Machine Learning

In the theoretical course “Machine Learning” the following concepts were seen:

Part 1: Introduction: basic terminology and concepts; nearest neighbor approaches, evaluation

Part 2: Learning based on discrete search spaces

  • decision trees: basic algorithm, heuristics, pruning strategies, missing value handling, multi-target trees
  • rule learning and inductive logic programming: search in a refinement lattice, subsumption, least general generalization
  • ensemble methods: boosting, bagging, random forests, bias-variance tradeoff in ensembles
  • automata, learning theory: algorithms for learning automata, sample complexity, VC-dimension, Rademacher complexity

Part 3: Learning based on numerical optimization and search in continuous spaces

  • Concepts of statistical learning: learning as optimization, loss functions, regularization
  • Artificial neural networks: basic principles, specific network structures, convolutional neural nets, recurrent neural nets, auto-encoders, generative adversarial networks
  • support vector machines: basic principles, SMO algorithm, kernels, sequence / tree / graph kernels
  • dimensionality reduction
  • methods based on matrix factorization

Part 4: Probabilistic models

  • overview of PGMs
  • inference and learning in these models
  • statistical relational learning: Problog, Markov logic, …
  • Reinforcement learning: state-action spaces, problem setting, Q-learning, deep reinforcement learning

In the practical course “Machine Learning”, AlphaZero (a ML program to master the games of chess, shogi and go) was used to solve the game Dots and boxes.

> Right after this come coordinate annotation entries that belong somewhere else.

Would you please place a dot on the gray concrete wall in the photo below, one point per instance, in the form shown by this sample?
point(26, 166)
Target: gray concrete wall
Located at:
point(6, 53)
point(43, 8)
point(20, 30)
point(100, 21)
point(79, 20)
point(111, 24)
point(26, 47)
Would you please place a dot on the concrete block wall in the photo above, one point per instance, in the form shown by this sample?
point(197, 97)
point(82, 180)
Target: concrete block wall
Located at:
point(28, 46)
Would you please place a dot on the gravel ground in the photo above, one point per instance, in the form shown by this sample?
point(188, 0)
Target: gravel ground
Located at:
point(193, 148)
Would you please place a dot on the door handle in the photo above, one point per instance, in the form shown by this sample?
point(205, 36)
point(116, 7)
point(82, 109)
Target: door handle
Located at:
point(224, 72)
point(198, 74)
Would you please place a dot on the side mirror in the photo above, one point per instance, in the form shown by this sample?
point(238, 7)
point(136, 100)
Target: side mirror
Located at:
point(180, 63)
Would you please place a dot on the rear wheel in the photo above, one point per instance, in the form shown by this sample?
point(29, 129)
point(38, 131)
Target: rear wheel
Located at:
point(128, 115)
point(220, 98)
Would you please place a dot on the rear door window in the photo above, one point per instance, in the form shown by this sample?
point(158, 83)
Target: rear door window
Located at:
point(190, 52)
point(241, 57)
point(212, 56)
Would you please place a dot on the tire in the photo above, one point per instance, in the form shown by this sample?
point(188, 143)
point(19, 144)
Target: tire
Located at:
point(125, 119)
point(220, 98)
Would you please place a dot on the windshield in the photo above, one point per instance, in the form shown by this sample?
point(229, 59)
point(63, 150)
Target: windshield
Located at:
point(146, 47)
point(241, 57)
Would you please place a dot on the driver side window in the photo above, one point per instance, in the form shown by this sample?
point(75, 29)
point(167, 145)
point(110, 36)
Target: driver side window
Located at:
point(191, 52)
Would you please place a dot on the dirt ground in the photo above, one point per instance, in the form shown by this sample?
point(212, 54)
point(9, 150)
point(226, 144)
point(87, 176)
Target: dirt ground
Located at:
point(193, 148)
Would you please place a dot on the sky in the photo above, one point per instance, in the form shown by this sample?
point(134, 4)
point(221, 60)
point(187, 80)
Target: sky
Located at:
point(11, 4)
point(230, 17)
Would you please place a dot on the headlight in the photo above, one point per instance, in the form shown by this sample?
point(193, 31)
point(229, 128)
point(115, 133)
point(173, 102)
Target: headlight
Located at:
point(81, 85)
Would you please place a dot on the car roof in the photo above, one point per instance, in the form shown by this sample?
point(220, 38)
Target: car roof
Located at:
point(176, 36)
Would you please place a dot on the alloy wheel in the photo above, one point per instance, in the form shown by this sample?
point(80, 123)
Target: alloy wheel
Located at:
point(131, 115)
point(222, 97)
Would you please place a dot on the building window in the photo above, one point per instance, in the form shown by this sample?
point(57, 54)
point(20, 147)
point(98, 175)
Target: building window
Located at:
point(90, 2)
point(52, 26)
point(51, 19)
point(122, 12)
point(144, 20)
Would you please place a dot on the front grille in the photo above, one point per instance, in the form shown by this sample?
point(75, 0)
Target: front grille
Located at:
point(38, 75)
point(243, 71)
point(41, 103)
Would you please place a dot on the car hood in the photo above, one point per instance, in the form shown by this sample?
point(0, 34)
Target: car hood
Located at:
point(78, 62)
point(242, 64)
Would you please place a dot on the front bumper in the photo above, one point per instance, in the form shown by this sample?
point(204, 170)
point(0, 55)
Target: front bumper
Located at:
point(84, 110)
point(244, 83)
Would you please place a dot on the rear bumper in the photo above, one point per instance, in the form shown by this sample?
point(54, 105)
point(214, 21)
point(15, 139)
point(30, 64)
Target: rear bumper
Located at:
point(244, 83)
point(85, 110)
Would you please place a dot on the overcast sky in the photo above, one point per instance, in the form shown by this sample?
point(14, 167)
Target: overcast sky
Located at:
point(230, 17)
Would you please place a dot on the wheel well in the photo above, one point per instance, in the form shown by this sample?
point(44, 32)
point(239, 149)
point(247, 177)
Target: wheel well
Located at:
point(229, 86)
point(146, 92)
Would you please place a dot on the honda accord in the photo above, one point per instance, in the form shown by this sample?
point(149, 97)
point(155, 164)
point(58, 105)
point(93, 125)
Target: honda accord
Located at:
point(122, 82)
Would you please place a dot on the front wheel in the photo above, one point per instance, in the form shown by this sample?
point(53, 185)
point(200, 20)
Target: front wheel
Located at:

AlphaGo employs neural networks and Monte Carlo Tree Search (MCTS). Neural networks predict moves and evaluate board positions, guiding MCTS exploration. The policy network suggests strong moves, while the value network estimates position strength. AlphaGo learns through supervised and reinforcement learning from human and self-play games. These strategies enable it to understand complex Go positions and make strategic decisions that surpass human expertise.

In the theoretical course “Data Mining”, many more ML techniques were seen.